Microsoft's bold proclamation comes as Google launches Google Cloud Connect for Microsoft Office, a plug-in that enables cloud collaboration capabilities in Microsoft Office desktop productivity apps and puts Office files and documents into the cloud.
Google Cloud Connect for Microsoft Office became available this week, adding cloud and collaboration to Office apps Word, Excel and PowerPoint in Microsoft Office 2003, 2007 and 2010 on Windows PCs. The plug-in lets two or more people work together to collaborate on the same file at the same time, Google said, without the need to use SharePoint 2010. It enables simultaneous collaboration, revision history, cloud sync, unique URLs and simple sharing to Microsoft Word, Excel and PowerPoint apps.
"Many of you already use Google Docs for editing your documents, but there are still many of people that are tied to desktop applications and haven't experienced the numerous benefits cloud applications to bring," Google Apps Product Manager Shan Sinha wrote in a blog post highlighting the availability of Google Cloud Connect for Microsoft Office.
Microsoft, however, said Google's launch of Cloud Connect for Microsoft Office is recognition of Office's hold on the productivity apps space.

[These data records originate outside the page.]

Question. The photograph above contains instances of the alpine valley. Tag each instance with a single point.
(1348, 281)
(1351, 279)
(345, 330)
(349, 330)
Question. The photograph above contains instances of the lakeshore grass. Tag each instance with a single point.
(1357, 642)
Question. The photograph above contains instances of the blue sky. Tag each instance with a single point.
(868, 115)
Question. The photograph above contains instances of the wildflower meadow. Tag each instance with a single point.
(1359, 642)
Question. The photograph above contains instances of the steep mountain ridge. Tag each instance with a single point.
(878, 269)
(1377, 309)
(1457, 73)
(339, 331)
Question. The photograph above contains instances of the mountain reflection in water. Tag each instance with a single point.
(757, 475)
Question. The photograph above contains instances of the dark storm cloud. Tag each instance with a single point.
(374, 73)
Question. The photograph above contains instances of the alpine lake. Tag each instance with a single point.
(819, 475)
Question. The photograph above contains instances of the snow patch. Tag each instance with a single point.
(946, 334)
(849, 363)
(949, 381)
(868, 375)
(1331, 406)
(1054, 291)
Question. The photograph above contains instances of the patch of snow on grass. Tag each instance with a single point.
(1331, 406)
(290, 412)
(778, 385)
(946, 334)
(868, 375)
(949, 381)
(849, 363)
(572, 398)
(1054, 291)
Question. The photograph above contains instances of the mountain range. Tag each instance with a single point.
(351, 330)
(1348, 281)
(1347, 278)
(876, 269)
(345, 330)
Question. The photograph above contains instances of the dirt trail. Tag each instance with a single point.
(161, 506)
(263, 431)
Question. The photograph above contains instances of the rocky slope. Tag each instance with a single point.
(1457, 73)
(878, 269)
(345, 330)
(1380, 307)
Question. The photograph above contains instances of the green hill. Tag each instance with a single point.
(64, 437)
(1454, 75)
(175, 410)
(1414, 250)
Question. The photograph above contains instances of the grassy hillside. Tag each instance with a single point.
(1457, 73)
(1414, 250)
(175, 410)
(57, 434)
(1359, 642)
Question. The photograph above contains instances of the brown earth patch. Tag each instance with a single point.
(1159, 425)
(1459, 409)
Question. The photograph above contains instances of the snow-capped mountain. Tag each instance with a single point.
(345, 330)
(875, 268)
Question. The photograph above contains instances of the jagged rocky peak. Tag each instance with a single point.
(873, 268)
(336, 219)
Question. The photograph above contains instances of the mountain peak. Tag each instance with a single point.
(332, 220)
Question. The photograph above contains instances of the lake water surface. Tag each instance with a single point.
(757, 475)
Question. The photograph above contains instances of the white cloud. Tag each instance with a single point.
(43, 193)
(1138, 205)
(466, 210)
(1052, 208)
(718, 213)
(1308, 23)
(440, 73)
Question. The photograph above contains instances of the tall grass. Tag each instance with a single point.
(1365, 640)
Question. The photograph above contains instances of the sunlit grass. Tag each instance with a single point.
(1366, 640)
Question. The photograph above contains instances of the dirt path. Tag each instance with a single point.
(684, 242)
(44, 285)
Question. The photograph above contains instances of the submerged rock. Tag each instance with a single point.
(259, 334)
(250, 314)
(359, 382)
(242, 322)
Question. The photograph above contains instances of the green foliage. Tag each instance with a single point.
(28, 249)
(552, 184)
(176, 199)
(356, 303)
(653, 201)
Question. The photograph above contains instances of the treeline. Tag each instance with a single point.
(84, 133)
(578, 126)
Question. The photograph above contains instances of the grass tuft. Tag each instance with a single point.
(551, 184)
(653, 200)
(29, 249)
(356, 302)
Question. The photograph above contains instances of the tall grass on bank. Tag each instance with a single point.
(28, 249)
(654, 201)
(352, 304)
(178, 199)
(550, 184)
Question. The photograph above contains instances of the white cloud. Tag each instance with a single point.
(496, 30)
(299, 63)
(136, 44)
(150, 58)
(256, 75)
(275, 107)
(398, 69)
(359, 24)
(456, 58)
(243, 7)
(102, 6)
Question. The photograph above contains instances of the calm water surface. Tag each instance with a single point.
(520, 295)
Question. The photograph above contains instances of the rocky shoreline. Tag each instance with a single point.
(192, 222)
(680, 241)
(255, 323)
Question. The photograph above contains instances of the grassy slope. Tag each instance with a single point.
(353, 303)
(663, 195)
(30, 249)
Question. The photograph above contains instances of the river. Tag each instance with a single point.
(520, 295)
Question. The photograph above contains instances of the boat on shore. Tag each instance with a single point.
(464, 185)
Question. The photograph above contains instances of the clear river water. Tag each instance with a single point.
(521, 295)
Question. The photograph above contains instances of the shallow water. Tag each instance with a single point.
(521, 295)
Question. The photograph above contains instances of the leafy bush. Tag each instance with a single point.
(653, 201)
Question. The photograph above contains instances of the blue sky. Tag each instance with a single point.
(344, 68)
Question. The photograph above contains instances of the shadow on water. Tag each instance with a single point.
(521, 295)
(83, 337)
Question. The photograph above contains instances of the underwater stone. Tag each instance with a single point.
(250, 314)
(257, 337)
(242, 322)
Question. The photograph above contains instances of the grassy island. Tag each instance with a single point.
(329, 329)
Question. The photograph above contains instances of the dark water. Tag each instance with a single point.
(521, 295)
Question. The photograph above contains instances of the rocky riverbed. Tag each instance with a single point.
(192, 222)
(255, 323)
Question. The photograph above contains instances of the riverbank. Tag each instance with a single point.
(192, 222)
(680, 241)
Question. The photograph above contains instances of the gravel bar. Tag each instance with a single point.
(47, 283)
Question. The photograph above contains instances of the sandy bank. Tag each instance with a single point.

In a statement e-mailed to CRN, Microsoft gave Google a sarcastic pat on the back about Cloud Connect for Microsoft Office, but said Google's cloud computing and productivity initiatives fall short.
"Although it's flattering that Google is acknowledging customer demand for Office, we're not sure Google's heart is in the productivity business," Microsoft said in the statement. "Their revenue and market share have been miniscule after four years of trying, and services like Cloud Connect appear to be more targeted at getting your data onto their servers, than helping you get things done."
Microsoft also highlighted the differences between Microsoft's productivity and collaboration capabilities and that of Google Cloud Connect for Microsoft Office in a blog post that said "we have very different takes on how to improve productivity." Microsoft claimed that Google Cloud Connect for Microsoft Office introduces security and privacy concerns; forces users to lose some Office functionality; and can lead to loss of data and productivity.
Google declined to comment on Microsoft's response.
Microsoft's biting response is in similar vein to the software giant's claim late last year that Google's heart isn't in the cloud computing game.
In a December interview with CRN, Tom Rizzo, senior director of Microsoft Online Services said, "When customers evaluate [Microsoft and Google] side-by-side we're winning most of the deals when it comes to the cloud-based productivity. And I would say it's because customers have come to expect a certain class of service and functionality that Google just can't provide, nor are their hearts really in it. At the end of the day they make their money from ads not through Google Apps."
Microsoft and Google have become arch enemies of sorts in the cloud computing market, with the two tech powerhouses engaging in an ongoing tit-for-tat for high-profile cloud computing customer wins and cloud computing features and functions as each one looks to claim the cloud collaboration crown.
For its part, Microsoft has been showcasing its Microsoft Office 365 suite, which rebrands its Business Productivity Online Suite (BPOS) of cloud computing applications and includes Microsoft Office, SharePoint Online, Exchange Online and Lync Online.
Meanwhile, Google continues to launch tools that increase the cloud capabilities of Microsoft products or ease the migration away from them and onto its Google Apps platform, like Cloud Connect for Microsoft Office.
Google and Microsoft are also exchanging cloud computing blows in the courtroom. Google recently won an injunction that halted a nearly $60 million cloud computing contract Microsoft won for the U.S. Department of Interior. Google said that the bidding process for the government body's cloud-based e-mail and collaboration system was skewed to favor Microsoft and that Google was not part of a competitive bidding process for the contract and documents were written to ensure Microsoft took home the deal.